It is interesting to note that a silvered table of related form, size and proportions was supplied by the cabinet maker John Belchier for the Withdrawing Room at Erddig in 1726, also featuring in Ibid, fig. 5.20, pp.'s 210-211. According to what is recorded in Belchier's bill, this silvered piece of furniture cost John Meller £14 at that time. And the glass top is even engraved and painted with the Arms of the Meller family who then resided at Erddig.
Although both of these examples have a number of shared characteristics including distinctive punched grounds, elegant cabriole legs and similar shallow-relief decoration, there are however evident variations as well. The two tops are different whilst the gilt one at Erddig, as with the present model, has an ogee frieze whereas a cavetto one appears on the silvered table. Arguably the latter, despite its beautiful swags running between the front legs and apron (absent on the others), does not incorporate some of the finer details such as the more pronounced and confidently carved scrolls and shallow griffin busts featuring to the tops of the legs on both the offered table and the gilt one at Erddig. In addition, a white bole is evident underneath the surfaces of the silvered table, in place of the dark red bole which was clearly used for the others.
Consequently, it seems possible, but definitely by no means certain, that John Belchier was responsible for executing both of the aforementioned upon behalf of John Meller at Erddig. Thus, by extension the same uncertainty likewise applies to the current example too. Regrettably, in the absence of any relevant paperwork, it appears likely that we may never definitively know who made either the Second Best Bedchamber version or indeed the offered version. Unfortunately, this equivocation is only intensified by the fact that Meller also purchased furniture from other cabinet makers like John Pardoe and John Gumley at approximately the same time.
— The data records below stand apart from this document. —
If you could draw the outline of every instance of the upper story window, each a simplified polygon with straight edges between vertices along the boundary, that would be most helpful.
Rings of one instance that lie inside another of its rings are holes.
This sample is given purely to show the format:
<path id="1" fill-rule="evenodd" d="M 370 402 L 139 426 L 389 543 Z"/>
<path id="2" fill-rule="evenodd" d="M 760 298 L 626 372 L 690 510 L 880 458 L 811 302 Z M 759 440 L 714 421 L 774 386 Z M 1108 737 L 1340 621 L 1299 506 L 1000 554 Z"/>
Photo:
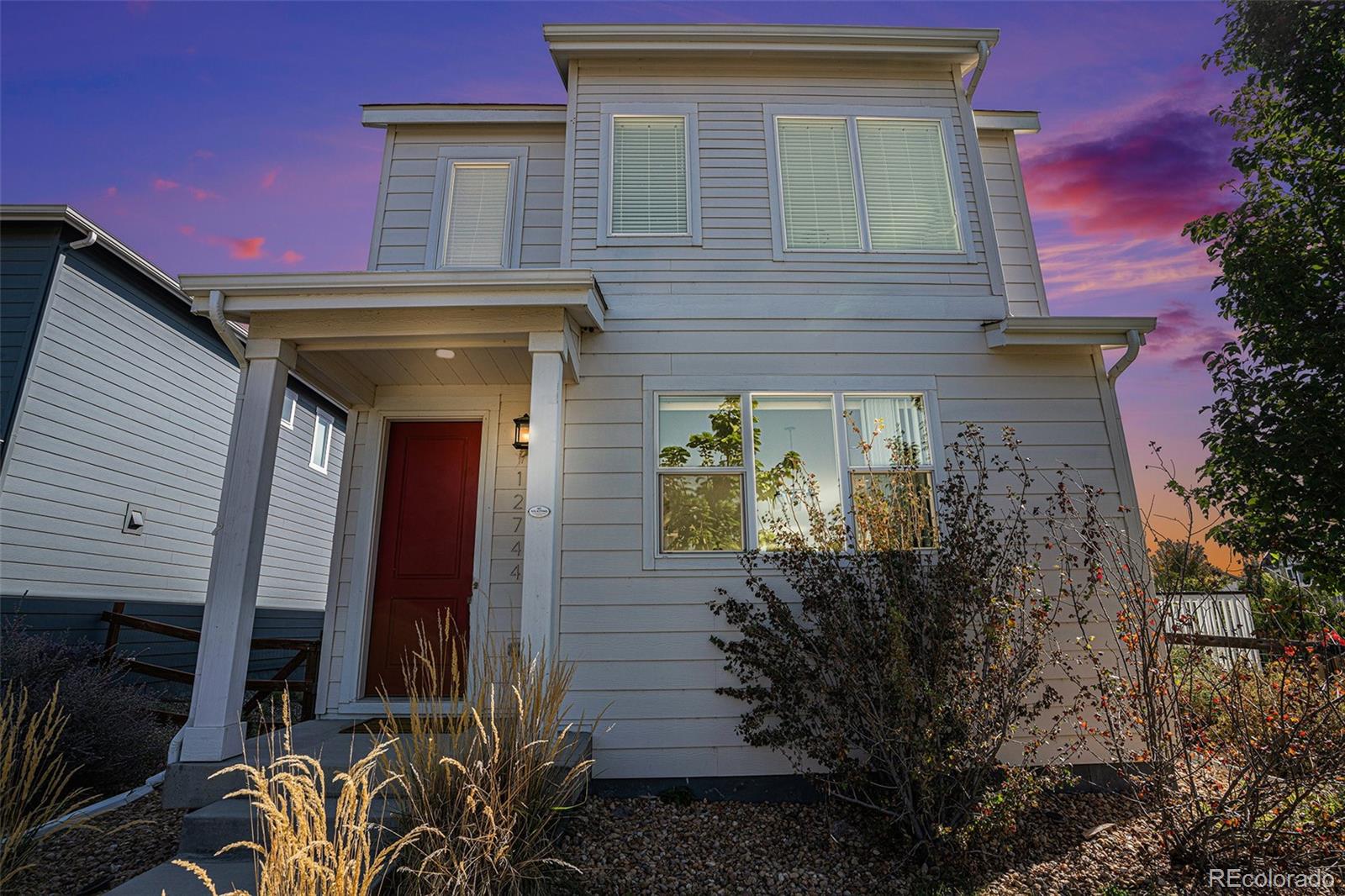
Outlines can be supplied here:
<path id="1" fill-rule="evenodd" d="M 507 262 L 510 163 L 455 161 L 448 178 L 444 265 L 503 268 Z"/>
<path id="2" fill-rule="evenodd" d="M 527 147 L 438 151 L 426 268 L 518 268 Z"/>
<path id="3" fill-rule="evenodd" d="M 937 112 L 937 110 L 931 110 Z M 939 117 L 769 116 L 776 257 L 785 253 L 966 253 Z"/>
<path id="4" fill-rule="evenodd" d="M 289 389 L 285 390 L 285 404 L 280 409 L 280 425 L 285 429 L 295 428 L 295 413 L 299 409 L 299 400 Z"/>
<path id="5" fill-rule="evenodd" d="M 612 235 L 686 234 L 686 118 L 612 116 Z"/>
<path id="6" fill-rule="evenodd" d="M 695 106 L 603 104 L 601 245 L 701 239 Z"/>
<path id="7" fill-rule="evenodd" d="M 308 465 L 320 474 L 327 472 L 327 461 L 332 455 L 332 418 L 317 412 L 313 421 L 313 445 L 308 452 Z"/>

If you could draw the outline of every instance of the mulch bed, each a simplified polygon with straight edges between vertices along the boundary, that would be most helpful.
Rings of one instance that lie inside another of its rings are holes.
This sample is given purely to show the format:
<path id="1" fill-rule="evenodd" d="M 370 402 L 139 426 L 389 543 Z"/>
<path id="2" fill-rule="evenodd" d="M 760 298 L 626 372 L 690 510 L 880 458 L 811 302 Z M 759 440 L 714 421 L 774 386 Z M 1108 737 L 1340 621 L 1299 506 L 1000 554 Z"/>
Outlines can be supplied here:
<path id="1" fill-rule="evenodd" d="M 894 850 L 874 848 L 882 842 L 846 805 L 590 799 L 570 819 L 561 854 L 582 870 L 576 889 L 599 896 L 1210 892 L 1171 868 L 1149 818 L 1108 794 L 1049 796 L 1018 833 L 940 868 L 902 866 Z"/>
<path id="2" fill-rule="evenodd" d="M 164 809 L 159 791 L 104 813 L 93 827 L 48 837 L 38 868 L 5 887 L 4 896 L 94 896 L 130 880 L 178 852 L 180 809 Z"/>

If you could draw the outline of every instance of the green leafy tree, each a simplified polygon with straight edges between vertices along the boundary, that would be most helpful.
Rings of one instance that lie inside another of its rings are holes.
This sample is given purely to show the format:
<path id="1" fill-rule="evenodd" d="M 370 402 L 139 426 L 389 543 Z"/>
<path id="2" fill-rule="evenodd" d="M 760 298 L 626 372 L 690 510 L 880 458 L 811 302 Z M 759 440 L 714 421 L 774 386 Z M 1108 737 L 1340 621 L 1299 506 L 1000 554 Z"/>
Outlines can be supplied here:
<path id="1" fill-rule="evenodd" d="M 1209 562 L 1205 545 L 1159 538 L 1151 558 L 1154 584 L 1161 593 L 1223 591 L 1228 573 Z"/>
<path id="2" fill-rule="evenodd" d="M 1216 541 L 1293 558 L 1345 588 L 1345 4 L 1232 0 L 1205 67 L 1241 85 L 1232 126 L 1237 207 L 1185 233 L 1220 265 L 1236 342 L 1206 355 L 1215 402 L 1198 498 Z"/>

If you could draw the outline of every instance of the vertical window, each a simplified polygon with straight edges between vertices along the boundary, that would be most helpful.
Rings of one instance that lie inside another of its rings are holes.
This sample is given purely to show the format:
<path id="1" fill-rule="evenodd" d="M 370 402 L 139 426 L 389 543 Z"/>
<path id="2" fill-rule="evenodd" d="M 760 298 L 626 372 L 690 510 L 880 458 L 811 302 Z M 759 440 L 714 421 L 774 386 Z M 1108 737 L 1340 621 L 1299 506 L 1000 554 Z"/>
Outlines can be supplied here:
<path id="1" fill-rule="evenodd" d="M 784 249 L 962 252 L 942 120 L 777 116 L 775 140 Z"/>
<path id="2" fill-rule="evenodd" d="M 742 400 L 662 396 L 658 414 L 660 550 L 742 550 Z"/>
<path id="3" fill-rule="evenodd" d="M 845 118 L 777 118 L 788 249 L 861 249 Z"/>
<path id="4" fill-rule="evenodd" d="M 846 396 L 850 502 L 859 546 L 932 548 L 933 452 L 921 396 Z"/>
<path id="5" fill-rule="evenodd" d="M 455 161 L 449 167 L 447 266 L 506 265 L 510 179 L 507 161 Z"/>
<path id="6" fill-rule="evenodd" d="M 757 546 L 779 548 L 783 531 L 810 542 L 807 506 L 841 506 L 831 396 L 753 396 Z"/>
<path id="7" fill-rule="evenodd" d="M 317 472 L 327 472 L 327 461 L 332 453 L 332 420 L 317 412 L 313 421 L 313 447 L 308 455 L 308 465 Z"/>
<path id="8" fill-rule="evenodd" d="M 285 404 L 280 409 L 280 425 L 286 429 L 295 428 L 295 412 L 299 408 L 299 401 L 295 398 L 295 393 L 285 390 Z"/>
<path id="9" fill-rule="evenodd" d="M 859 118 L 857 130 L 874 252 L 960 249 L 940 124 Z"/>
<path id="10" fill-rule="evenodd" d="M 685 116 L 612 116 L 612 235 L 686 234 Z"/>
At Erddig, pairs of marble topped tables can be found in rooms such as the Hall and Salone. This fact suggests that the gilt Second Best Bedchamber model was perhaps also one of a pair that was commissioned by Meller, and if this was indeed the case then it would mean that the present lot was possibly originally housed alongside its companion in the revered Welsh historic home. But to be clear this is just one of a number of various postulations concerning such furniture.
To conclude, Adam Bowett asserts that: "the design of the Erddig tables is typical of the 'claw' cabriole-leg style which superseded pillar legs from circa 1715 onwards". He also notes that the gilt model at Erddig had a protective leather cover or case which was standard practice for such tables of this type and period. It is thus a fair assumption that the offered one also had this same type of covering at some point.
A further related example sold Christie's, London, 9 December 2010, The Gothick Pavilion - Byron to Beaton, lot 33.
Literature
A. Bowett, Early Georgian Furniture, 1715-1740, 2009, Woodbridge.